While I have my newer chair back, for which I am now very, very grateful, I’m sorry to have to report that my older chair had to be scrapped. It was a purple Quickie F55 which I called the Defiant, after a small agile ship on Star Trek, and I must admit I was rather attached to it. She was my first chair: before I was about thirteen or fourteen, when we went out I had to be pushed everywhere in my manual wheelchair. One Saturday, however, my parents and I were walking down chester Road in Macclesfield when we passed a mobility shop, and I suddenly had an idea. I convinced them to take me in, and, to cut a long story short, a few weeks later I had my first powerchair.* To be honest it was a very logical step, as I was getting older and would soon need more independence.
At first, though, I treated it as little more than a toy: we kept her in the garage, and I just used her to ridde around the housing estate. But my excursions gradually got longer: soon I was able to go into the town centre on my own for the first time ever. My favourite trip, however, was up Giantswood lane, to the north of Congleton. This is a long country lane heading towards the tiny village of Swettenham. It is a good distance, but not too long for a cripple taking his first steps into a brave new world. I still remember that lane with great affection, winding through fields and over streams, passing ancient cottages with barely a car in sight. It took me about an hour to get to Swettenham on Defiant, and it was in the ancient Swettenham arms that, one day, I ordered my very first beer.

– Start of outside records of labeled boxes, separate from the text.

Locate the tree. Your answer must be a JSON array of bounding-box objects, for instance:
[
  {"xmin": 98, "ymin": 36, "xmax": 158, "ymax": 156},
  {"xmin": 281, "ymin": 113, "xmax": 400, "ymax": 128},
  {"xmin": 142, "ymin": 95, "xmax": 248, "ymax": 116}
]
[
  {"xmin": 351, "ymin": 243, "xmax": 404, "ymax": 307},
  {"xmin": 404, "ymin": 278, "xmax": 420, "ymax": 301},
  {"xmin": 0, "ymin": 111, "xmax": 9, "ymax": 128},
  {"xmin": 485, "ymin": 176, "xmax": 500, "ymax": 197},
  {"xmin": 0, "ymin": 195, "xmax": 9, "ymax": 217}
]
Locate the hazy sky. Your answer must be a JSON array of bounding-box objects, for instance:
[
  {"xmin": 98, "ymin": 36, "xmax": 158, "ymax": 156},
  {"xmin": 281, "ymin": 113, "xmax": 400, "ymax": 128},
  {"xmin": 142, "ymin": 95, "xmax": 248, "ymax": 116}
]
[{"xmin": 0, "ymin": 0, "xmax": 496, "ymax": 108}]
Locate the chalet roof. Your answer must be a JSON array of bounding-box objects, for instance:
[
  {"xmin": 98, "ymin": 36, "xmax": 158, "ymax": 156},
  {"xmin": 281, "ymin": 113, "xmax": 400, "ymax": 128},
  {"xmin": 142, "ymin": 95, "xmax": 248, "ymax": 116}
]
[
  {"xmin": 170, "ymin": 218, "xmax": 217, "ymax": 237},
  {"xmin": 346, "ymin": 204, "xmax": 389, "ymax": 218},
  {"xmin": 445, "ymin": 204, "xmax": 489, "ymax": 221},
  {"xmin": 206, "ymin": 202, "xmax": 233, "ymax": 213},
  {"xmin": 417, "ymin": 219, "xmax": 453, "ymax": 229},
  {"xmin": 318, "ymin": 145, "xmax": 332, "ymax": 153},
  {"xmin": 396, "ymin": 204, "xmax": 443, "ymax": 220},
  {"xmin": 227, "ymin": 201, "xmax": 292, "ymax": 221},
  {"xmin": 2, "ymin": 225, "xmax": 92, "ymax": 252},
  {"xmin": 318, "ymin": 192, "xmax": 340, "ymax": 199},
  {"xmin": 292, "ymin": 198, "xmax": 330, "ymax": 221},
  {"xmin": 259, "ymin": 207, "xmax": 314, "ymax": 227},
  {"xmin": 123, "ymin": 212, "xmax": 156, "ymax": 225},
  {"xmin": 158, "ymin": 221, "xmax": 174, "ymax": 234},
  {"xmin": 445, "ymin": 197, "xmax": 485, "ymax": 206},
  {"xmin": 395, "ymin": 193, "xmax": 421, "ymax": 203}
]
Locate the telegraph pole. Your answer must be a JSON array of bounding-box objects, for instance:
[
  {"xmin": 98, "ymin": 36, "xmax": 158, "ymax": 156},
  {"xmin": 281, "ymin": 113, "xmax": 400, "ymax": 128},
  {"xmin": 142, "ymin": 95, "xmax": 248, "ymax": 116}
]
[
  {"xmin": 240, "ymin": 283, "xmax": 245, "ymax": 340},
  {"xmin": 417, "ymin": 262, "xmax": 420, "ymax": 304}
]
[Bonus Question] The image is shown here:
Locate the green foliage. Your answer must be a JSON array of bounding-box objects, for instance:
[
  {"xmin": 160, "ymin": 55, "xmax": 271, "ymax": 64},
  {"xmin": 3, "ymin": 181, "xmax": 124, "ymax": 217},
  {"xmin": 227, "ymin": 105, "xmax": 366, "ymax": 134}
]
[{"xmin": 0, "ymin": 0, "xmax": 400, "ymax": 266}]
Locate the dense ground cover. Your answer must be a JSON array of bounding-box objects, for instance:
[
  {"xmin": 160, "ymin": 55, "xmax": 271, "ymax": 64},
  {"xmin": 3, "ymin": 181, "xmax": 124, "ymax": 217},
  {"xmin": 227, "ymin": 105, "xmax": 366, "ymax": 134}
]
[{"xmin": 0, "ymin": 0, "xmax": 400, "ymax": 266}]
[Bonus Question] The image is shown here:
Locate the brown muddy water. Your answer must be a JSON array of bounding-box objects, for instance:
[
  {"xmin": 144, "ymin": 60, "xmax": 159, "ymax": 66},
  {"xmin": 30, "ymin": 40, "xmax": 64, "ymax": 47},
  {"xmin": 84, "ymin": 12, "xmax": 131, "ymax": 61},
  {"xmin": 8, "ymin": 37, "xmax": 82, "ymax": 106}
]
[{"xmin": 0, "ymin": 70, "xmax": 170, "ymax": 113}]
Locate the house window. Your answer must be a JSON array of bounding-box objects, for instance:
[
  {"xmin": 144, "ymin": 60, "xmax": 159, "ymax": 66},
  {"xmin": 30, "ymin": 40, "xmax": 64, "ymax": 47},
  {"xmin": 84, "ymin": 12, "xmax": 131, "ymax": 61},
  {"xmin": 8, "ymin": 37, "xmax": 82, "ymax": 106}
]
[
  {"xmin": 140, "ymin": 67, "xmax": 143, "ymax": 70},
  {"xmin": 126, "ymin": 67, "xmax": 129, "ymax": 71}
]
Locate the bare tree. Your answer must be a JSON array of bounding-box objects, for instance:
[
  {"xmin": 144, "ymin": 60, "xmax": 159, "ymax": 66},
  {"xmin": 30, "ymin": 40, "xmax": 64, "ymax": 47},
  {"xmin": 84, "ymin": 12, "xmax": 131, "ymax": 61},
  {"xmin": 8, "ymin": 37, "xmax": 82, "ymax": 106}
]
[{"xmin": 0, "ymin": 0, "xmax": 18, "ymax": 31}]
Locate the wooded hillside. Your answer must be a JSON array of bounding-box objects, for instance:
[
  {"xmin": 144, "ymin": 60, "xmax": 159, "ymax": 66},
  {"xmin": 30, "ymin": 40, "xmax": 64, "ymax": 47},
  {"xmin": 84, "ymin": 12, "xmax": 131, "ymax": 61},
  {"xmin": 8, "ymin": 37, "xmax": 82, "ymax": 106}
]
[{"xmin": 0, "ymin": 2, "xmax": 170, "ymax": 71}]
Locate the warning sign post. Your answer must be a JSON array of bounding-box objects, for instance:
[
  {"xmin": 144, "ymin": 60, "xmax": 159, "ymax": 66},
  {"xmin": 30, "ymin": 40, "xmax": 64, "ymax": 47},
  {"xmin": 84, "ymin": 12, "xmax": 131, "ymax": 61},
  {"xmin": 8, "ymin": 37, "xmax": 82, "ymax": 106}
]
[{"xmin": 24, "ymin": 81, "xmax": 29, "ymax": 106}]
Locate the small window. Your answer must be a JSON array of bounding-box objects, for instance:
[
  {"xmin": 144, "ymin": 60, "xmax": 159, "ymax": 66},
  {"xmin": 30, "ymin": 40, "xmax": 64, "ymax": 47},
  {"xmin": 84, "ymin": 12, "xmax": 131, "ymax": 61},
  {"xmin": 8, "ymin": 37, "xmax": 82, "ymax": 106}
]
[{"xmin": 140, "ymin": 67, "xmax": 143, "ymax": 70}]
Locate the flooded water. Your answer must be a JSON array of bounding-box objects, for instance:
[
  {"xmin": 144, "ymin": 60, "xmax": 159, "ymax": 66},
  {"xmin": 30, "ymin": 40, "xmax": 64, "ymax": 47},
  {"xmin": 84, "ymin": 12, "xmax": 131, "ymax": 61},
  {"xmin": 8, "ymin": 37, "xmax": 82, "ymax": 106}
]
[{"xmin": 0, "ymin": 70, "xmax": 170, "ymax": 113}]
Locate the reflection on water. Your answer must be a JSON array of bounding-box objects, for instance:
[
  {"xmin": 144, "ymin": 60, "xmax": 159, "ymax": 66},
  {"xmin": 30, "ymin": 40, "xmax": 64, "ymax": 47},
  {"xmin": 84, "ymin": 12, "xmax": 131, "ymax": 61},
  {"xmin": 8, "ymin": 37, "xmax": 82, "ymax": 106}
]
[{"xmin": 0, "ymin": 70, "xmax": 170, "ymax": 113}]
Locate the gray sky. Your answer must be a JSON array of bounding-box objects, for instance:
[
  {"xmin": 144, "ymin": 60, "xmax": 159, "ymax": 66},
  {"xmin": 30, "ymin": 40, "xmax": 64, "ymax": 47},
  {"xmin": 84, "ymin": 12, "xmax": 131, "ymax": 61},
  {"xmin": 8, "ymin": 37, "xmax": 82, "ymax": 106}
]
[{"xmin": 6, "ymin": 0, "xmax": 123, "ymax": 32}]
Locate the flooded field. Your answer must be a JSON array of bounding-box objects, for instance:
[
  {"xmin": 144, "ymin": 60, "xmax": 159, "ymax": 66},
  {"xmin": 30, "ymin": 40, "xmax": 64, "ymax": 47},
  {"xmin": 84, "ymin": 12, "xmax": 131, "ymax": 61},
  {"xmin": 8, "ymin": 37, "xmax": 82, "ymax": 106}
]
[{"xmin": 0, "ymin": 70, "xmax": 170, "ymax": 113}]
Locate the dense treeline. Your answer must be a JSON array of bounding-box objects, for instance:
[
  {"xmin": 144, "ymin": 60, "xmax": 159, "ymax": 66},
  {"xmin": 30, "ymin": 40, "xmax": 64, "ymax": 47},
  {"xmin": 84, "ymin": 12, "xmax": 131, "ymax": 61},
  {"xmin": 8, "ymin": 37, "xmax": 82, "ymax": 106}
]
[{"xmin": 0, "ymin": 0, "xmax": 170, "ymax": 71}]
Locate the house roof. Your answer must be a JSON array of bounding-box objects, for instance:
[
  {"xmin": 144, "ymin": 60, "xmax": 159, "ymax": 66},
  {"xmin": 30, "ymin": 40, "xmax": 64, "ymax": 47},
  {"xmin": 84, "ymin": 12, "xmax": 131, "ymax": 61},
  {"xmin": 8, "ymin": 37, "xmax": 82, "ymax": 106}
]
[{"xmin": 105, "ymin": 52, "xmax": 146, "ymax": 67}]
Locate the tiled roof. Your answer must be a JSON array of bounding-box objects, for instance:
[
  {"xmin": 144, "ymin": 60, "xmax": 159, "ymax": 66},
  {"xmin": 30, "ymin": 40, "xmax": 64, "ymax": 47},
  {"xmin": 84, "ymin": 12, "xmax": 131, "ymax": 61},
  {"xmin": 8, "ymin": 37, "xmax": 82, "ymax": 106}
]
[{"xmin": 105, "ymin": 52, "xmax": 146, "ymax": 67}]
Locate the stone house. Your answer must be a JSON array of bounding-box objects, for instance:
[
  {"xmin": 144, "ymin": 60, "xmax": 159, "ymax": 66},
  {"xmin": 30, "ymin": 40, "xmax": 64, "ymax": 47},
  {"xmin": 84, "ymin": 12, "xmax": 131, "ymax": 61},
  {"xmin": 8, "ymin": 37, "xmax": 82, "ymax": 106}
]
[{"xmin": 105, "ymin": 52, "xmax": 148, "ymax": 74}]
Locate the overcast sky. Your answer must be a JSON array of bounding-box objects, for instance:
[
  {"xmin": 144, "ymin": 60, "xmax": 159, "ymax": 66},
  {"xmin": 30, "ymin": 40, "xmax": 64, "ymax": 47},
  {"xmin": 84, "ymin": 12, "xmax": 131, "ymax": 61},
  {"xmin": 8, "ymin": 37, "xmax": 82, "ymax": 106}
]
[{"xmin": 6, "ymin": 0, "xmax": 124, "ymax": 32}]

I also have fond memories of using defiant at university. At first I didn’t dare use my electric wheelchair on campus, but, of course, it soon became the obvious option. I have written here before about how uni was very much my awakening – in large part that was down to the fact I had Defiant. In the secure environment of campus and the safety of Alsager village, I began to find out what I was capable of, and thus a timid home-loving boy became…well, me. It was on defiant that I made my first trip into crewe, and it was on defiant that I one day decided to go looking for my friend Richard. I have many memories involving that chair, some good, some not so good, but just as my communication aid freed me by allowing me to communicate with others, my first electric wheelchair freed me by allowing me to move around.
In a way, then, that chair helped shape me. Of course, I have it’s replacement, the Bat’leth, and it will soon be time to look for a replacement for that too. Yet defiant was always the sturdier, more reliable chair – the one I was less nervous of breaking down; I suppose you could say I have a soft spot for it. It was getting old and decrepit, and I had probably crashed it one too many times, but I will miss her. She was the chair upon which I truly found myself, what I was capable of: on her it was as if, for the first time, I felt if I needed to go somewhere all I had to do was get on my chair and go. What the enterprise was to Kirk and the Stargazer was to Picard, what the DB5 was to Bond, what Endeavour was to Cook, Defiant was to me. May she rest in peace.
*Incidentally, there is, or was, a dancewear shop on the same road, so that’s also how I got my first leotard. That, however, is another story.